Building a Compiler in .Net (1 of 4)

This post is part of a series of 4. Here you have the links to each one:

Introduction

A compiler is a translator. As a translator can translate a piece of text, written in French, to German; a compiler translates a file written in a high level programming language to a low level programming language (like MicroJava or assembly).

Compiling steps

A compiler is a very complex program. It’s difficult to tell the difference between its own parts:

Scanner: The scanner is in charge to get a characters sequence (source code) and obtain the hidden tokens.
Parser: Gets a tokens sequence from scanner and builds the non-attributed syntax tree. It’s in charge to discover the (unique) structure of the input program (source code).
Semantic Analyser: It’s objective is to validate the semantic of the input code (sensitive to the context) and to generate the attribute of each token if necessary.
Code Generation: With the attributed-syntactic tree it generates the object code to be executed.

Scanner

Also known as Lexical Analyser it reads the characters from source code one by one to compose tokens. Tokens are the input source of the next step (Parser). Each token is a group of characters with some meaning: clue words (like while of if), identifiers, operations… Tokens have two parts: The token’s type and its value. For example, if myVar is an identifier, it’s token’s type will be ‘identifier’ and it’s value ‘myVar’.

To sum up, the scanner s in charge to read char in source code to compose tokens, ruling white spaces, comments, tabs…

Parser

Also called Syntax Analyser, it takes the tokens collection from scanner and validates it’s order. It means parse is in charge to build a syntax tree. This tree represents source code structure and it has to be unique (if it is not unique we could have more than one output value for the same input value). One of the most important aspect relates to parser is referred whit operation’s hierarchy. Let’s see an example: The operations A/B*C will be understood as (A/B)*C by FORTRAN and as A/(B*C) by APL.

To take care of all this aspects we use a grammar. Using other words, parser defines the grammar of our language. Here we can speak, now, about different types of grammar and properties of each type, but we will don’t do that: In summary, we can classify each grammar in one of this types:

Regular: Linear complexity. Usually defines using finite automats.
Context free: Linear complexity. Usually defined using a stack.
Context dependent: Exponential complexity.
General: Can’t be analysed using finite memory.

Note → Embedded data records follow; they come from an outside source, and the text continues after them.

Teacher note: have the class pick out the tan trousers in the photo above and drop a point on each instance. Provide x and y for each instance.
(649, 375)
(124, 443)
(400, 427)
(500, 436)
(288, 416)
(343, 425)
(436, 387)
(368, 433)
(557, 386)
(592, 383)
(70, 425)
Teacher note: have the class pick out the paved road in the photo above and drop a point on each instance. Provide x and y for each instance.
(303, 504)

In fact we should use a context dependent grammar but, using one of this types, we takes a hard task. So, to don’t work so harder, we will use a context free grammar and we will analyse the context in semantic analysis.

When we define our grammar we need to take care of some kind of details like operations priority. It’s not the same to define a grammar as this:

< expression > ::= [ - ] < operand > { ( + | - | * | / ) [ - ] < operand > }
< operand > ::= '(' < expression > ')' | identifier | number

As if we do like:

< expression > ::= < term > { ( + | - ) < term > }
< term > ::= < factor > { ( * | / ) < factor > }
< factor > ::= - < factor > | ( '(' < expression > ')' | identifier | number

Why? Because with the first one a + and a * are in the same evaluation-level and, logically, we want to operate first * then +. We’re doing this in the second one.

Semantic Analysis

The Semantic Analysis uses the syntax tree to check the source program consistency with the language definition. It also gathers type information and saves it in either the attributed-syntax tree or the symbol table, for subsequent use during code generation step.

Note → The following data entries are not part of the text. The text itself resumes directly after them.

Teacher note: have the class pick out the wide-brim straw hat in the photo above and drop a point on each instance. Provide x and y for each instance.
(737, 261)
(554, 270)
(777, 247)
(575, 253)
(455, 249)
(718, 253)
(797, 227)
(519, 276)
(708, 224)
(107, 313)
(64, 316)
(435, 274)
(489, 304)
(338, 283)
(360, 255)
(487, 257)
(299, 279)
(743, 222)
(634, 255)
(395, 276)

An important part of semantic analysis is type checking, where the compiler checks that each operator has matching operands. The language specification may permit some type conversions called coercions (an operation between an integer and a float will result in a float).

Code Generation

The code generation process determines how fast the code will run and how large it will be. It takes the attributed-syntax tree (or an intermediate representation of the source code) and transforms it to machine instructions. The code generation can be seen as a double step process. A first step who involves code optimisation and a second one to generate the machine code.

In the first step, optimisation, the compiler generates an intermediate representation of code more efficient than the input one.This process can be very slow and may not be able to improve the code much. For this reason, many compilers don’t include optimisers, and, if they do, they look only for areas that are easy to optimise (usually called “local optimisation”).

Code generation process takes the intermediate code produced by the optimiser (or attributed syntax-tree if the compiler has no optimiser) and generates machine code. The choice of instructions for the fastest execution and smallest code size are made at this point, according to the machine’s operating system. Each code generator is designed specifically for the machine and operating system the final code will run on.